Two House committees and the Senate Judiciary Committee approved renewal of the entire law with only a few cosmetic changes. The full House is voting this week on renewing the law. The Senate will follow soon. With the London bombings causing lawmakers once again to rush more than reason, and President Bush using the headlines as a lobbying tactic ("As we saw in London, the terrorists are still active and they are still plotting to take innocent life," he told a crowd in Baltimore on Thursday), renewal of the Patriot Act is all but certain. But it wasn't the silver bullet the Bush administration portrayed it to be over the last four years, nor will it be so in its present form over the next four, or 10, or however many years Congress is willing to let the Patriot Act's name mask its unAmerican deeds.
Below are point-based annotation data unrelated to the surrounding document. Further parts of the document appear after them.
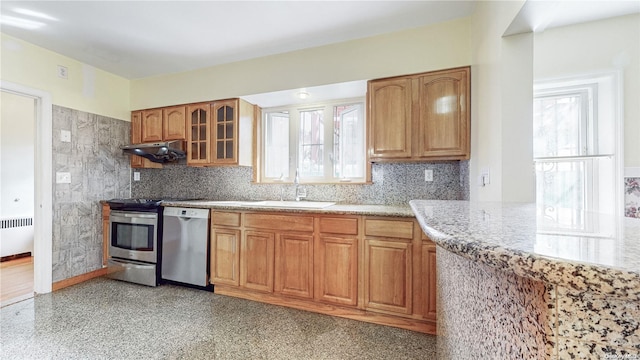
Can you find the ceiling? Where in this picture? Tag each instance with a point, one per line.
(139, 39)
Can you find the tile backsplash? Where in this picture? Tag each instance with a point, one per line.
(98, 171)
(393, 184)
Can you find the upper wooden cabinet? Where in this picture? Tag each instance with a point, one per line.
(136, 138)
(199, 134)
(420, 117)
(232, 127)
(151, 125)
(443, 120)
(216, 133)
(390, 121)
(174, 124)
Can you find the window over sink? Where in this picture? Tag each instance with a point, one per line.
(325, 142)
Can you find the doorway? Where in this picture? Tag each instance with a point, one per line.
(17, 168)
(43, 184)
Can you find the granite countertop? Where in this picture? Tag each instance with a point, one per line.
(603, 256)
(338, 209)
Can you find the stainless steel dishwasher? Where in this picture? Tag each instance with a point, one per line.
(184, 246)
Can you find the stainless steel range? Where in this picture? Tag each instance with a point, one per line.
(135, 240)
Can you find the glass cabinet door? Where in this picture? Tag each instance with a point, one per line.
(198, 140)
(225, 131)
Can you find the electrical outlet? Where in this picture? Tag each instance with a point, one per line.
(484, 179)
(65, 135)
(63, 178)
(63, 72)
(428, 175)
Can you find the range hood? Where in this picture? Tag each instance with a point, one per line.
(161, 152)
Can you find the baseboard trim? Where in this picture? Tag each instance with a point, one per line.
(78, 279)
(15, 256)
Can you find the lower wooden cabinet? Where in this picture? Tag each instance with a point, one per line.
(336, 270)
(388, 276)
(428, 269)
(225, 256)
(257, 261)
(388, 260)
(374, 269)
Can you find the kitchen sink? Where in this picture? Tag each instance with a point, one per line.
(268, 203)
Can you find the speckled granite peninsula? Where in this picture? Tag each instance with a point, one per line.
(512, 287)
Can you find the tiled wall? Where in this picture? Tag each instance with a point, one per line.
(393, 184)
(486, 313)
(632, 197)
(99, 171)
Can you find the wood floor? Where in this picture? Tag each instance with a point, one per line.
(16, 280)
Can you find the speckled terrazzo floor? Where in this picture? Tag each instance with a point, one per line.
(109, 319)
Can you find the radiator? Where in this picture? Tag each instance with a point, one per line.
(16, 236)
(16, 222)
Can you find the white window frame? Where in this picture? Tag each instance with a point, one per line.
(604, 91)
(294, 143)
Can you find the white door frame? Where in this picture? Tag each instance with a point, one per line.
(43, 207)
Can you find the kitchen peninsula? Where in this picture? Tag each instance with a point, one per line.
(511, 286)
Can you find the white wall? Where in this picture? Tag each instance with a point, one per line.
(86, 88)
(501, 87)
(17, 135)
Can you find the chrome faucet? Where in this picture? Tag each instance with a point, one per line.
(300, 191)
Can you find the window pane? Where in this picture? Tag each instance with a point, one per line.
(561, 189)
(276, 140)
(348, 141)
(559, 125)
(311, 150)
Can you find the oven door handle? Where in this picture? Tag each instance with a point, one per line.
(136, 215)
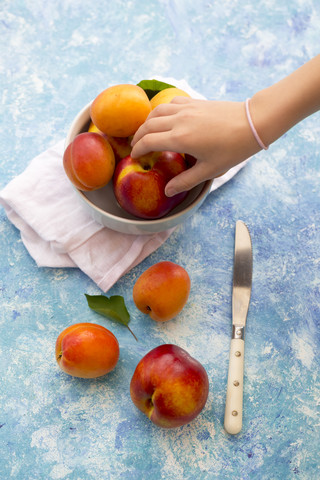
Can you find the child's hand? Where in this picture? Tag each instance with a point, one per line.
(216, 133)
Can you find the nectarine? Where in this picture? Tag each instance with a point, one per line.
(87, 350)
(139, 183)
(162, 291)
(89, 161)
(119, 110)
(169, 386)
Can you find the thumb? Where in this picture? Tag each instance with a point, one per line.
(185, 181)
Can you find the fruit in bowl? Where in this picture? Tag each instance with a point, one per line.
(162, 291)
(169, 386)
(139, 184)
(89, 161)
(87, 350)
(101, 201)
(119, 110)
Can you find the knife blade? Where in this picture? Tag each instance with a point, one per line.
(242, 281)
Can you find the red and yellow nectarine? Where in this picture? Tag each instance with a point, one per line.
(119, 110)
(162, 291)
(169, 386)
(87, 350)
(139, 184)
(89, 161)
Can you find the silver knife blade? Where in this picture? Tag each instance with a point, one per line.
(242, 274)
(242, 280)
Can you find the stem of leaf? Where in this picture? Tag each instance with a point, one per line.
(131, 332)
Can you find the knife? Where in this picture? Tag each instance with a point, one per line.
(242, 280)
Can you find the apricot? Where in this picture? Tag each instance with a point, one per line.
(87, 350)
(93, 128)
(119, 110)
(89, 161)
(166, 95)
(162, 291)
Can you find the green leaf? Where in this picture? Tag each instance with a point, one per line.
(113, 308)
(152, 87)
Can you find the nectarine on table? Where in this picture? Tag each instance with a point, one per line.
(162, 290)
(87, 350)
(169, 386)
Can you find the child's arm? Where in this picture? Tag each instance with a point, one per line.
(218, 133)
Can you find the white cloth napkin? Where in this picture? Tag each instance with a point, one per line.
(57, 230)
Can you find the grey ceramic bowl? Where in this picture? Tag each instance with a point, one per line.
(104, 208)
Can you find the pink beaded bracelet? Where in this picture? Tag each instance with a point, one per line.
(254, 131)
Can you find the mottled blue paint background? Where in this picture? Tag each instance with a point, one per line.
(55, 57)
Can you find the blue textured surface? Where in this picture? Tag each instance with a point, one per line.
(55, 57)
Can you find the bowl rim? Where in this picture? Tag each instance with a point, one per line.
(80, 121)
(157, 221)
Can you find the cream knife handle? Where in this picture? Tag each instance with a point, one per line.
(234, 400)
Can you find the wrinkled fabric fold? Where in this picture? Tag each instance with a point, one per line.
(58, 231)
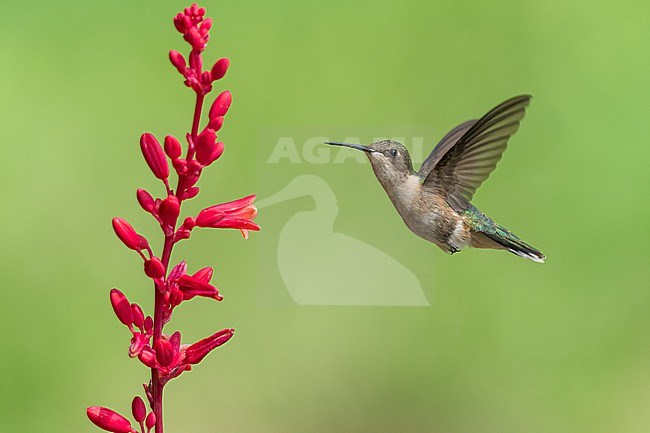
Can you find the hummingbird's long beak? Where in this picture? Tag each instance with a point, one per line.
(353, 146)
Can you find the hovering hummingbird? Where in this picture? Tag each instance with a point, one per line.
(435, 202)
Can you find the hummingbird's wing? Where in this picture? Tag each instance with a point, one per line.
(443, 146)
(462, 167)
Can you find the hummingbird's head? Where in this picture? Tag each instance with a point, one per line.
(389, 159)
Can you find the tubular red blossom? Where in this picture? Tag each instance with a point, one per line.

Opposition to the act has focused on one particular section -- more than a dozen provisions under Section 215 of the law -- that give law enforcement such police-state powers as warrantless searches, authority to spy on foreigners as well as Americans if even a hint of terrorist activity is suspected, authority to tap phone and Internet connections secretly (at least for a while), authority to sneak into individuals' banking records, bookstore purchases, library borrowing histories and other generally innocuous activities. In spite of the threat of terrorism, those provisions should never have made it into the law. They're overly permissive and their chilling effect on civil liberties is out of proportion with their alleged capability to help prevent further terrorist attacks. They're law enforcement's fishnet, and privacy and freedom are part of the catch.

The provisions under Section 215 were set to expire in December. The House never debated whether those provisions ought to expire, but to what extent they should be made permanent, and possibly made more expansive. The Senate has a companion bill, for example, that gives the FBI more powers to seize individuals' private records without a judge's authorization or the approval of a grand jury. The version of the Patriot Act that made it to the House for a final vote would make the law permanent almost in its entirety.

In addition to Section 215, there are several other onerous sections of the law, such as the government's authority to force disclosure of educational records, to blur the lines between domestic law enforcement and spying, to define "material support for terrorism" so expansively as to potentially make a fiery dissenter's Web page fit the definition of "expert advice" to terrorists, and -- not least -- to severely restrict the dissemination of public information in the name of national security: Information-sharing among law enforcement and public safety agencies is intensified, information-sharing with the public is restricted.

Not surprisingly, the law has been used to go after suspected drug- traffickers, white collar criminals, child pornographers, money launderers unrelated to terrorism and corrupt officials. Its misuses cannot be documented systematically because a measure of secrecy is built into many of its provisions.

The government has yet to produce hard evidence showing the cause-and- effect benefits of the Patriot Act. On this score as in so many issues relating to Bush's various battles, Congress is AWOL.